Tim Grimm, Jan Lucas-Grimm ,and their son, Conner, performed in the Doss Barn on June 8.
Photo Credit: USI Photography Services
When Paul and Heidi Doss held their first barn concert in 2008, they saw it as no more than a one-time music event for a family friend. Six years later, they’re still hosting Americana/Folk music artists in the 150 year-old barn on their property in northwestern Vanderburgh County.
The old barn located on their farm was in need of major repairs and Paul Doss, USI professor of geology, even considered tearing it down. Instead, after the first concert was such a big hit, the Doss’ invested in a new roof, secured musical equipment and a sound system donated by family friend Beth Reasoner, built a stage, and created seating using recycled benches from the University and straw bales. Paul and Heidi's connections in the local entertainment scene allowed them to book a few artists to kick-off the first year. What developed is now known as the Doss Barn Concert Series, and the sounds of two or three performances fill the barn each spring and fall.
Indoor and outdoor seating at the barn accommodates up to 60 guests and the concerts have all been “sell-outs” to date. Advertising is solely by word-of-mouth, email, and a Facebook page. From directing parking to offering an after-show campfire and sometimes even their home to traveling artists, the Doss’ are known for making musicians and guests feel welcome.
“The setting itself is special and unique, providing an atmosphere that most people don't have everyday access to— a rustic 19th century barn,” said Andy Black, USI production coordinator for Information Technology. “When you're on the Doss property, Paul and Heidi make everyone feel welcome, and the crowd includes a wonderful mix of people that share a passion for great music. In this relaxing environment, there’s a common feeling that permeates those in attendance— almost like going back in time.”
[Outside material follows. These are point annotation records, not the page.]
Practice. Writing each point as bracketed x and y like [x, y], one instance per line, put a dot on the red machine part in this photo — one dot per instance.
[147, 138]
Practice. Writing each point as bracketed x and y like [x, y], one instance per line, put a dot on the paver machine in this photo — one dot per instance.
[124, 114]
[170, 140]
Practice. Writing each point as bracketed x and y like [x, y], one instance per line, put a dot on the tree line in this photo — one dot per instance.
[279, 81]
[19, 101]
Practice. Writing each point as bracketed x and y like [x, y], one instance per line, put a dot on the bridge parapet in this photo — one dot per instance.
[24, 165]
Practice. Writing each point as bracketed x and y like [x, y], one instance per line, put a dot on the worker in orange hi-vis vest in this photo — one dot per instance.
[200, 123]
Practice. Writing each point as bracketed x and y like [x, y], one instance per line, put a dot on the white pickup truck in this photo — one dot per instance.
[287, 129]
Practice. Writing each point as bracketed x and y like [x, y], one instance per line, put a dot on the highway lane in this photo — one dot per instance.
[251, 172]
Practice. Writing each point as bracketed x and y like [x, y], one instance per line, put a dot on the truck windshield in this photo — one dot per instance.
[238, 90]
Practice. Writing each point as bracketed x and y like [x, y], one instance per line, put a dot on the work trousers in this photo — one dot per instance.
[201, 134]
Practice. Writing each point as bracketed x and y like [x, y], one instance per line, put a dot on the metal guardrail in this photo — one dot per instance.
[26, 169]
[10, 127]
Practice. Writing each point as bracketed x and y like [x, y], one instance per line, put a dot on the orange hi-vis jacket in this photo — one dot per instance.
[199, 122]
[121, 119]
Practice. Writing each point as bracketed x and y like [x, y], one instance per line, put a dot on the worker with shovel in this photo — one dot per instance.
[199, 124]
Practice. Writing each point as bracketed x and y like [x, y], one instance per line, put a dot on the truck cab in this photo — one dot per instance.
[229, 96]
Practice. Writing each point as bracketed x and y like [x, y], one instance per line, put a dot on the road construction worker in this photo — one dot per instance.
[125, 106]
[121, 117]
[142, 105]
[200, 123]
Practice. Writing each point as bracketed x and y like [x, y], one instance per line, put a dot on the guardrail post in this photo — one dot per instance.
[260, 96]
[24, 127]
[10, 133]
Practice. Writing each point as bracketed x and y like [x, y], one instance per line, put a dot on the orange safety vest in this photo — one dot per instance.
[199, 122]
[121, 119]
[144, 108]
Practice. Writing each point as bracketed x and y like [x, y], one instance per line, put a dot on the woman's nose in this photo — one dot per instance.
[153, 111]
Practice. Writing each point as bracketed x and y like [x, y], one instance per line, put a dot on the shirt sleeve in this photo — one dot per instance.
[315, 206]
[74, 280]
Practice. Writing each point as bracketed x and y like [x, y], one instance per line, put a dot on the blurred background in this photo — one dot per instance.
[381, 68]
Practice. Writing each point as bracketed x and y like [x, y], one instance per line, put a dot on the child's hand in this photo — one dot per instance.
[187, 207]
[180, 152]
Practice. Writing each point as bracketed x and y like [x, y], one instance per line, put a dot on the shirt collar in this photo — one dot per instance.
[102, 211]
“Our concert series is unique in that we market to families,” said Heidi. “Kids are welcome. In fact, we started hosting when our son David was just four years old. We just felt it was right for us. And now, at the age of 10, he looks forward to hearing how many kids will be attending each concert.” The Doss’ even hired a babysitter—a teacher from the USI Children’s Learning Center— for the first year’s concert series. Children play outside or join their parents in the barn.
To support the artists, the Doss’ ask guests for a $12 to $15 donation, 100 percent of which goes to the artists, who also have the opportunity to sell CD’s, t-shirts, and books at the barn.
“The Doss Barn provides this cozy space where musicians are willing to perform pieces they haven’t done in years or maybe have never played in public,” said Mark Krahling, director of University Core Curriculum. “Sometimes Paul will pull out his harmonica and play along. It’s quite a scene after dark. Light and music spill through the big barn door onto the Doss farm and couples dance under the stars. And it’s a real barn. I once saw a mouse fall from the hayloft into a musician’s guitar case and then scurry away. We’ve even brought some of the Doss Barn acts—such as Harpeth Rising— to perform at USI.”
The series became increasingly popular after Paul and Heidi brought in talented and aspiring artists including Randy Pease (a retired USI English instructor), Cindy Kallet (Maine), Grey Larsen (Bloomington), Dana and Susan Robinson (North Carolina), Small Potatoes (Chicago), John Prine’s guitarist Jason Wilburn, Tim Grimm, the Hollands, and Guy Clark’s guitarist Verlin Thompson. The Doss’ now regularly receive demos from artists hoping to play in the barn and even have to turn some down.
“It’s all original music,” said Paul. “Their hearts are into it. It’s regular folks making beautiful music.”